矢野経済研究所は2024年10月2日、教育産業市場に関する調査結果を発表した。主要15分野における国内の教育産業全体の市場規模は、2023年度は2兆8,331億7,000万円。2024年度は政府の賃上げ促進政策などを背景に、教育への投資回復が一定程度進み2兆8,619億7,000万円と予測。
教育産業市場に関する調査は、学習塾や予備校、通信教育事業者、資格取得学校、語学スクール、幼児教室、体操教室、研修サービス事業者、eラーニング事業者、学習用教材会社、業界団体、管轄省庁などを対象に実施。調査期間は2024年7月~9月。市場規模は事業者売上高ベース。
2023年度の教育産業全体の市場規模(主要15分野計)は、事業者売上高ベースで前年度比0.7%減の2兆8,331億7,000万円となった。2023年度は少子化の進行や物価上昇による家計の教育投資抑制などの影響を受けて、全体市場としては前年度割れとなった。また、コロナ禍を機に急速に需要を高めた通信教育は、その反動もあり前年度に続いて大幅な市場縮小となった。2023年度に前年度の市場規模を上回った分野は、調査対象15分野のうち、「資格・検定試験市場」「語学スクール・教室市場」「幼児体育指導市場」「企業向け研修サービス市場」の4分野にとどまった。
推移を振り返ると、2020年度には新型コロナウイルスの感染拡大による各種教室の休校措置や生徒募集活動の自粛など事業活動の大幅な制限により、市場が縮小した。一方、対面による指導が制限される中、2020年度から2021年度にかけては通信教育やeラーニングが大きく市場を拡大した。また、この期間オンライン授業やデジタル教材との併用など、学習手段の多様化が進んだ。その後、コロナ禍の沈静化にともない通信教育は失速し、eラーニングもBtoB向けのサービスは堅調に推移しているものの、その急速な市場拡大は落ち着きがみられる。

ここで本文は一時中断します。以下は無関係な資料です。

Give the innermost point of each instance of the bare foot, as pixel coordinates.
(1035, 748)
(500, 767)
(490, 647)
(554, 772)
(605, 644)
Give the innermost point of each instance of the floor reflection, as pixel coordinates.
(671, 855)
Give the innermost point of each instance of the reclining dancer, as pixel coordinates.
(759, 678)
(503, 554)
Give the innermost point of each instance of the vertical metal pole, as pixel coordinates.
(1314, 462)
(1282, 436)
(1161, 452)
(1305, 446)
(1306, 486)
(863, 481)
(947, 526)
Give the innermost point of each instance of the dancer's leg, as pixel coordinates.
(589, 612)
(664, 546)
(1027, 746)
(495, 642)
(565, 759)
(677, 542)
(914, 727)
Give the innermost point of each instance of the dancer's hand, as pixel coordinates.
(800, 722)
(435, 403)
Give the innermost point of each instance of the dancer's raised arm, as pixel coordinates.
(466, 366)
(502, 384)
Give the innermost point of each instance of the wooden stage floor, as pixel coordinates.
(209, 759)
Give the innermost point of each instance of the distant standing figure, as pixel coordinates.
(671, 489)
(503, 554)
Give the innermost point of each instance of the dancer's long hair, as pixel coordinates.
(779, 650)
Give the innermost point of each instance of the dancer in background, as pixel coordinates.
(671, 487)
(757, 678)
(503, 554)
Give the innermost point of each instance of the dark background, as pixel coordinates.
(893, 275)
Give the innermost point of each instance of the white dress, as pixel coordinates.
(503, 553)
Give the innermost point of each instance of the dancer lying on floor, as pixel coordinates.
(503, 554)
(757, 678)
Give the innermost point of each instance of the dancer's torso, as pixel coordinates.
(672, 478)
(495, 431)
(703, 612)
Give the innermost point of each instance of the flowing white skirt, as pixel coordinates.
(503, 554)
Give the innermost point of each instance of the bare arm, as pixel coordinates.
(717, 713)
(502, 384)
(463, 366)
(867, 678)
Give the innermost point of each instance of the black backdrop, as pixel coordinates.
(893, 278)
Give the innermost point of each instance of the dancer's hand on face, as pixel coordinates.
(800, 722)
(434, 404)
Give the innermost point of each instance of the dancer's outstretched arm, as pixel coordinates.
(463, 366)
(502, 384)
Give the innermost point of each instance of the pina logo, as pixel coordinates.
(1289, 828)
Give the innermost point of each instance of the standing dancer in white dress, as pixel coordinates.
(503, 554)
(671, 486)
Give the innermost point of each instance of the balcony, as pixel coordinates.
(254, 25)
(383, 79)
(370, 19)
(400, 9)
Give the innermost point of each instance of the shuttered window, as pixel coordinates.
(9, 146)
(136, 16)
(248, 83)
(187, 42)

少子化の進行や競合状況の激化などを受けて教育産業は厳しい事業環境となっており、安定した収益の確保や新たな収益源の獲得に向けて、企業買収や外部事業者との業務提携などによる事業領域やターゲット層の拡大を追求している。文部科学省「令和6年度学校基本調査(速報値)によると令和6年度の通信制高校の生徒数は前年度比2万5,144人増の29万118人と大幅に増加しており、それを背景に学研グループや駿台グループ、ベネッセグループなどの大手教育事業者が通信制サポート校を開設する動きがみられる。
2024年度の教育産業全体の市場規模(主要15分野計)は、政府の賃上げ促進政策などを背景に、教育への投資回復が一定程度進むものと考え、前年度比1.0%増の2兆8,619億7,000万円と予測される。分野別にみると、「学習塾・予備校市場」「幼児向け英会話教材市場」「資格取得学校市場」「資格・検定試験市場」「語学スクール・教室市場」「幼児体育指導市場」「企業向け研修サービス市場」「eラーニング市場」の8分野が前年度比プラス成長で推移すると見込まれる。